The most important were:

  1. Inspires and motivates others
  2. Displays high integrity and honesty
  3. Solves problems and analyses issues
  4. Drives for results
  5. Communicates powerfully and prolifically
  6. Collaborates and promotes team work
  7. Builds relationships
  8. Displays technical or professional expertise
  9. Displays a strategic perspective
  10. Develops others

So here’s my tip for the week: “There you go. That’s the list. Just be better at all of them.”

Ok, not too helpful. So how about this instead?

I imagine that, as you read the list, you were thinking ‘do I do all these?’

And, assuming you don’t do all of them, the approach here is to either:

  • choose 1-2 from the list and work on those; or
  • identify 1-2 underlying skills which, if you improved them, would make you better at lots of the above list

Being the communication-obsessed geek that I am, it jumped out at me how communication underpins the vast majority of the list. The better you are at inspiring, leading, motivating, up-skilling and working with others, the more impactful a leader you will be.
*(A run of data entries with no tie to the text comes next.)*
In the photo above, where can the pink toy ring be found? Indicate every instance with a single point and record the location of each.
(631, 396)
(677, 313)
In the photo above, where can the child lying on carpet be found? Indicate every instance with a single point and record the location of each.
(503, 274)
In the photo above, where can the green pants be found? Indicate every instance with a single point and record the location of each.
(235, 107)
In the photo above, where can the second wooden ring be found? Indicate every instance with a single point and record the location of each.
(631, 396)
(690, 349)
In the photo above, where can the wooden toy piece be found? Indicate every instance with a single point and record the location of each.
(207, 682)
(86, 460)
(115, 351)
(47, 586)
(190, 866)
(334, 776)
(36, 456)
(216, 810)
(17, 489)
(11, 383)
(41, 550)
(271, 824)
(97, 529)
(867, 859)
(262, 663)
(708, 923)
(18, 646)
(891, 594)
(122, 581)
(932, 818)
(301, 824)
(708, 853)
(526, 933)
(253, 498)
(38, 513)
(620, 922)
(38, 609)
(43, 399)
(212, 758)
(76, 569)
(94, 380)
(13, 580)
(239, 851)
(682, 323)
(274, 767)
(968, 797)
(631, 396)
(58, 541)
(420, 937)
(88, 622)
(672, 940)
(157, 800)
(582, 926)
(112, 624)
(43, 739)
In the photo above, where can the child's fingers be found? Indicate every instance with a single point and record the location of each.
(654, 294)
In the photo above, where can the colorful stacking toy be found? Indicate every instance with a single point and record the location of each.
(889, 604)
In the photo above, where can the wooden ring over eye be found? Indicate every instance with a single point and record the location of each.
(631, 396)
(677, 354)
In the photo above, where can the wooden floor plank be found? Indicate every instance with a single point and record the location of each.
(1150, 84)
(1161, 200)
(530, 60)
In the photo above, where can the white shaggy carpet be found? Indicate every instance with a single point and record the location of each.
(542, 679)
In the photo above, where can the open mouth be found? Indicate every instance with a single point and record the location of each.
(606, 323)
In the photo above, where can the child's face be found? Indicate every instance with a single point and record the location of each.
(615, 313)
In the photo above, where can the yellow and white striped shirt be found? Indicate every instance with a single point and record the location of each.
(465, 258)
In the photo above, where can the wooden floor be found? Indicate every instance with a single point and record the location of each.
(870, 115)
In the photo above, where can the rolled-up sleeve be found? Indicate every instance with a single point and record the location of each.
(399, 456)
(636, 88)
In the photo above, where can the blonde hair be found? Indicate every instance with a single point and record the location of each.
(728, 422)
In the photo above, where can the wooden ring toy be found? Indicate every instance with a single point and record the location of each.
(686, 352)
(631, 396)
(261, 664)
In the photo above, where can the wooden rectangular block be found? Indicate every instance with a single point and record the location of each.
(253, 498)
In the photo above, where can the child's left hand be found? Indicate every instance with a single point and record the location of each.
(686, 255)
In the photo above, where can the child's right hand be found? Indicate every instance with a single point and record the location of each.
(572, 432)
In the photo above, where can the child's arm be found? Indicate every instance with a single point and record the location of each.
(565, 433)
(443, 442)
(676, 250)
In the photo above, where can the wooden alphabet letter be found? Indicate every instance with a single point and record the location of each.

So here’s a useful question to ask:

“What communication area would my team like me to improve on, so I become a better leader?”

You could ask yourself this question, of course.

Or you could ask your team.

And, since one way to judge a leader is to look at how impressive their team is, improving your communications to them will make a huge difference – to both them and you.

Action point


Identify the one area from the list where an improvement would have a big impact (the ideal: the improvement’s relatively easy to make. You want maximum benefit for manageable input).

Then, bust guts to improve at it. If it’s communication-based, let me know and I’ll give you some pointers. If it’s something else, identify the best, easiest and quickest way to become better at it – coaching, training, mentoring, ask the Office Superstar for advice, and so on.

Then of course help yourself remember to do it – peer support and recurring diary reminders are always a useful start.